Pesantren[24] sebagai lembaga pendidikan Islam tertua di Indonesia, telah memainkan peran cukup penting dalam membentuk kualitas sumber daya manusia Indonesia. Meskipun setelah Indonesia merdeka telah berkembang jenis-jenis pendidikan Islam formal dalam bentuk madrasah dan pada tingkat tinggi terdapat IAIN, namun secara luas, kekuatan pendidikan Islam – terutama di Jawa – masih berada pada sistem pesantren. Posisi dominan yang dipegang oleh pesantren ini sebagian disebabkan oleh suksesnya lembaga tersebut menghasilkan sejumlah besar ulama yang berkualitas tinggi yang dijiwai oleh semangat untuk menyebarluaskan dan memantapkan keimanan orang-orang Islam. Sebagai pusat-pusat pendidikan Islam tingkat tinggi, pesantren juga mendidik guru-guru madrasah, guru-guru lembaga pengajian, dan para khatib Jumat. Keberhasilan pemimpin-pemimpin pesantren dalam menelurkan sejumlah besar ulama yang berkualitas tinggi adalah karena metode pendidikan yang dikembangkan oleh para kyai. Tujuan pendidikan tidak semata-mata untuk memperkaya pikiran santri dengan penjelasan-penjelasan, tetapi untuk meninggikan moral, melatih dan mempertinggi semangat, menghargai nilai-nilai spiritual dan kemanusiaan, mengajarkan sikap dan tingkah laku yang jujur dan bermoral, dan menyiapkan pra santri untuk hidup sederhana dan bersih hati. Setiap murid diajar agar menerima etik agama di atas etik-etik yang lain. Tujuan pendidikan pesantren bukanlah untuk mengejar kepentingan kekuasaan, uang, dan keagungan duniawi, tetapi ditanamkan kepada mereka bahwa belajar adalah semata-mata kewajiban dan pengabdian kepada Tuhan.[25]

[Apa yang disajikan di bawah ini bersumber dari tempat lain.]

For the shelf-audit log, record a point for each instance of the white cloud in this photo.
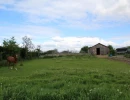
(36, 33)
(85, 13)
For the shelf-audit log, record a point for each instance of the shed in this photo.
(98, 49)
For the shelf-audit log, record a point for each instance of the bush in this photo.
(3, 63)
(127, 55)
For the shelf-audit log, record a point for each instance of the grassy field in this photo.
(66, 78)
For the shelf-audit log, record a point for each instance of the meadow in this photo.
(66, 78)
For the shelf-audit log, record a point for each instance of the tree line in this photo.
(27, 51)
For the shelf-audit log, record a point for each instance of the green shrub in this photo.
(127, 55)
(3, 63)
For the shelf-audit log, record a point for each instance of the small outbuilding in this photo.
(98, 49)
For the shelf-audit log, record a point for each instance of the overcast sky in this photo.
(66, 24)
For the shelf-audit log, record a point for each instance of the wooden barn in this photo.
(98, 49)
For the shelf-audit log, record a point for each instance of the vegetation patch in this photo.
(72, 78)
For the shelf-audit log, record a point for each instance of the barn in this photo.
(98, 49)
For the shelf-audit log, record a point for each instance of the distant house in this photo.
(98, 49)
(123, 50)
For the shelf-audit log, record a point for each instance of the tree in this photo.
(38, 50)
(84, 49)
(11, 46)
(111, 50)
(27, 43)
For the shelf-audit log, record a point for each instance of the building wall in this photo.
(104, 50)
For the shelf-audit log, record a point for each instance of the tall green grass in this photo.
(66, 78)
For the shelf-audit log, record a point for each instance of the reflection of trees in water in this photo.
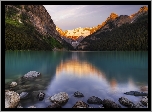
(18, 62)
(78, 68)
(120, 64)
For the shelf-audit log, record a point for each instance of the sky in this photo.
(68, 17)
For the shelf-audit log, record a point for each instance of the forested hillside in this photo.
(22, 34)
(127, 37)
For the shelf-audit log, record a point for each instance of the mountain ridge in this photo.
(111, 22)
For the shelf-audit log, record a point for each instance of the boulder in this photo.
(144, 101)
(80, 104)
(38, 87)
(13, 84)
(110, 104)
(136, 93)
(124, 101)
(94, 100)
(144, 88)
(31, 75)
(60, 98)
(19, 106)
(41, 96)
(54, 105)
(11, 99)
(24, 95)
(78, 94)
(139, 105)
(31, 107)
(20, 91)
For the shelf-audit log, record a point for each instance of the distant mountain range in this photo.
(30, 27)
(91, 36)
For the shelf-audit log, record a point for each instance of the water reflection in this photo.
(102, 74)
(79, 69)
(74, 74)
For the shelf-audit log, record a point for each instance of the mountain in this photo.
(77, 34)
(120, 33)
(30, 27)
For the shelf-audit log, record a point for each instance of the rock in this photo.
(136, 93)
(13, 84)
(11, 99)
(38, 87)
(20, 91)
(41, 96)
(60, 98)
(94, 100)
(139, 105)
(24, 95)
(31, 75)
(110, 104)
(78, 94)
(144, 101)
(31, 107)
(101, 107)
(19, 107)
(54, 105)
(144, 88)
(80, 104)
(126, 102)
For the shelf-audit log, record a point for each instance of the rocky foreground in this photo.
(20, 90)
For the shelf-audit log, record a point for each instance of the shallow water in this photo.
(106, 75)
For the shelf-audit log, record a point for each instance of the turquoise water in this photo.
(106, 75)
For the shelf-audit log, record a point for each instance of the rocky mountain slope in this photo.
(30, 27)
(120, 33)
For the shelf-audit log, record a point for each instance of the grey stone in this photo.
(24, 95)
(80, 104)
(144, 101)
(11, 99)
(60, 98)
(94, 100)
(54, 105)
(78, 94)
(124, 101)
(110, 104)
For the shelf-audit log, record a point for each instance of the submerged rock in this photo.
(60, 98)
(126, 102)
(54, 105)
(139, 105)
(94, 100)
(31, 107)
(24, 95)
(41, 96)
(31, 75)
(144, 101)
(13, 84)
(80, 104)
(144, 88)
(19, 106)
(38, 87)
(110, 104)
(11, 99)
(136, 93)
(78, 94)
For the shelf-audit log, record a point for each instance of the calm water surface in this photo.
(106, 75)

Idealisasi pesantren semacam ini kemudian menuai kritikan dari Nurkholis Madjid. Melalui sejumlah buku yang ditulisnya, seperti Bilik-bilik Pesantren – Sebuah Potret Perjalanan; Tradisi Islam, Peran dan Fungsinya dalam Pembangunan di Indoneia, dan lain-lain; Nurkholis hendak memodernisasi pesantren, yang pada akhirnya justru menimbulkan liberalisasi pesantren; sebab pendidikan dalam pemikiran Nurkholis Madjid adalah pendidikan yang mampu merubah cara berpikir peserta didiknya menjadi liberal dan demokratis. Dengan mengutip ahli pendidikan, Alan Simpson, menurut Nurkholis, apapun jenis dan bentuk pendidikan yang ingin dicarikan bentuknya yang berarti adalah pendidikan yang dapat membentuk manusia terpelajar dan bersifat liberal. Dan menurutnya lagi, ciri-ciri positif dan konstruktif yang membedakan antara pendidikan yang baik dari yang jelek atau yang sungguh-sungguh dari yang setengah-setengah terkandung dari perkataan “liberal” itu. Jadi sikap “liberal” itu cerminan utama dari wujud sumber daya manusia tersebut. [26]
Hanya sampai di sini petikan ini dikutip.